You can also limit the number of login attempts by any user on your site. For example, the Login Lockdown plugin will only allow users three chances before restricting access for a period of time. They can also monitor those attempts based on an IP address to see if it’s someone really trying to log in, or someone trying to brute force their way in.
Last but not least, you can add two-factor authentication to your site with plugins like the Google Authenticator. That means you type in one password on your WordPress site that will then kick off code to your mobile device. So you essentially need two passwords on two devices to make sure every login is legit.
Prevention
Those first two are the ‘low hanging fruit’ for hackers.
But there is still a variety of more advanced hacks, malware injections, and a slew of other malicious attacks that are tougher to protect yourself against.
Fortunately, there are a number of professional options out there that are well worth the investment.

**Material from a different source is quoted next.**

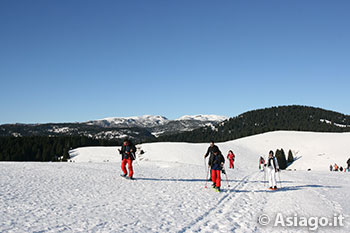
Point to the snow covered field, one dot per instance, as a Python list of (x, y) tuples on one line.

Wordfence, for one, helps encrypt your entire site’s connection with a firewall so only certain users can gain access.
Cloudflare does this and more, protecting you from other common attacks like DDoS attacks. These essentially ‘flood’ your DNS server with requests to bring down the site completely.
Cloudflare can set up a few different barriers to help regulate these attacks and prevent them from ever getting to your server. In addition, they also have a slew of site-enhancing features to speed up performance.
Sucuri is similar, protecting you from everything including DDoS attacks to malware and more.
All of these tools are focused more on prevention because once an attack has started, it’s often already too late.
The final piece of the puzzle might sound odd initially. But cheap, shared hosting can’t always do much to help protect you.
That’s why managed WordPress hosting options like Kinsta are excelling, combining performance with additional security to help stop a lot of these issues dead in their tracks.
Conclusion
WordPress is the most popular website platform on the internet for a reason.
It’s great for both beginners and advanced power users.
Unfortunately, what makes it great also comes with a few downsides. The open sourced code, coupled with countless developers on its system means that there are a lot of hands in the cookie jar. It’s not a ‘closed system’ carefully monitored by a handful of people.
So be careful about which plugins or themes you’re using, and make sure you’re always running the latest version of them.
Create stronger passwords with random strings of letters, numbers, symbols, and cases. (Obviously, you should create unique ones for each site, too.)
Last but not least, it’s often worth it to invest in some professional help to prevent these attacks before they happen.
There are a ton of excellent options available. And even though it might cost a few extra bucks each month, that peace of mind will pale in comparison to the issues you might have if your site was taken offline for an extended period of time.